Through his fixed 200-millimeter lens, Ingalls first snapped Hawkins as he pointed beyond the end zone to Mike Colley, UVA’s then-assistant media relations director who was, according to Hawkins, “losing his mind” in celebration. For years, that image was on a wall at the Cavaliers’ indoor practice facility.
But then Ingalls got the money shot.
“He went to his knees, threw his arms up and I said, ‘Oh my God, I can’t believe I’m getting this picture,’” Ingalls said, “and I’m just hammering away at the shutter.”
Legacy and Friendship
Ingalls didn’t sell UVA the image. Instead, soon after getting it developed at Stubblefield Photo Lab on Ivy Road, he went to the athletics department and gave them the negative as a sign of gratitude.
“Had they not taken a chance on me and given press credentials to a website,” Ingalls said, “none of this would have happened. I wanted them to have the photo.”
The image first appeared on VirginiaFootball.com as part of a gallery from the game, and it later stood as TheSabre.com’s banner image for many years, including when Hawkins wrote for the site as an analyst.
Hawkins, courtesy of Ingalls, has so many copies of the photo that he carried a supply with him as his career continued in the Arena Football League.
Since first meeting in the mid-1990s, Ingalls and Hawkins remain good friends. (Photo by Matt Riley, University Communications)
“I basically kept them as business cards,” Hawkins said. “I kept them in whatever vehicle I had. I brought them to autograph sessions.”
To this day, versions of Ingalls’ photo hang in Hawkins’ bedroom, his son’s room, his workstation and in the homes of his in-laws.
“It’s pretty much everywhere,” he said.
Along with his day job working as a health and physical education teacher at the Blue Ridge Juvenile Detention Center, Hawkins, 44, is now a podcaster and part of the broadcast team for UVA football games.

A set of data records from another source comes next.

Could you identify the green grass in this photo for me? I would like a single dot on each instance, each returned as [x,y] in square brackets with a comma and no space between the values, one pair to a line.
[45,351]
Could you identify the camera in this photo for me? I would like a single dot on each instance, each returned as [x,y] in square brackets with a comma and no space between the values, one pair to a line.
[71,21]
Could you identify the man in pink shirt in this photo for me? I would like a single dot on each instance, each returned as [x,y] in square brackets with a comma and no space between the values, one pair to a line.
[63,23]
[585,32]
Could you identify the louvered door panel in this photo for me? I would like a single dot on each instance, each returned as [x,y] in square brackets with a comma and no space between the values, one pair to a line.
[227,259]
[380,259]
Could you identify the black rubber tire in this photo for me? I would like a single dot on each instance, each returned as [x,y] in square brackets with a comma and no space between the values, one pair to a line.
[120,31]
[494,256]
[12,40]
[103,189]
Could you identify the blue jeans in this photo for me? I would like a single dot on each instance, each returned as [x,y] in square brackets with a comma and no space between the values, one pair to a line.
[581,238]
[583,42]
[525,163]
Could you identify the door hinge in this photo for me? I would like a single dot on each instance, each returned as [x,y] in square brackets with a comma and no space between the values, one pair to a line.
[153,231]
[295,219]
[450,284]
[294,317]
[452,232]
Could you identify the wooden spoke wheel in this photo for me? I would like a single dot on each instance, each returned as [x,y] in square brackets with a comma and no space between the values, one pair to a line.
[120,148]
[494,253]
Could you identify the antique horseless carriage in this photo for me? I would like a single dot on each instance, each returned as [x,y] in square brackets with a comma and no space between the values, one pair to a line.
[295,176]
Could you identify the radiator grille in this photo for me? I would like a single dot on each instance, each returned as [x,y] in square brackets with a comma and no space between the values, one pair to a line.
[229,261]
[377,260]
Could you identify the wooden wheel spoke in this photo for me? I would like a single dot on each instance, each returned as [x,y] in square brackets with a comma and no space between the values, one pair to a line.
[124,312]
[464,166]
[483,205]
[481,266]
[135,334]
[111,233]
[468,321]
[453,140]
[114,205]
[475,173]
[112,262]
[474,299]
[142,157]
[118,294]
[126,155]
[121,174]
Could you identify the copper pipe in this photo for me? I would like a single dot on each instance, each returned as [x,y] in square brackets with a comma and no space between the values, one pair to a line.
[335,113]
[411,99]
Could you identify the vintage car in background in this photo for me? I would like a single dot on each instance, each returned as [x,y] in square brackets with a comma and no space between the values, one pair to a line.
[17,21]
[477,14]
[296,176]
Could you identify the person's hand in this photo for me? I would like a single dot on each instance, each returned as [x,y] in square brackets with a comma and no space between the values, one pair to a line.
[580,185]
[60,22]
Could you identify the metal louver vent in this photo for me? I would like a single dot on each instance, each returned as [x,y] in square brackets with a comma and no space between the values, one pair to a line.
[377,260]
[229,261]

Ingalls, now 58, left The Sabre in 2014 and works for a Charlottesville used car dealership, HoneyCar, where photography and web content are his main responsibilities.
The two friends reunited for a photo shoot recently, days ahead of the next installment of the Virginia-Virginia Tech rivalry, which kicks off Saturday at 3:30 p.m. in Scott Stadium. After throwing the football around on the Cavalier practice field, it was decided they should try to recreate the moment.
Hawkins dropped to his knees and looked skyward. Nearby, Ingalls hammered away at the shutter.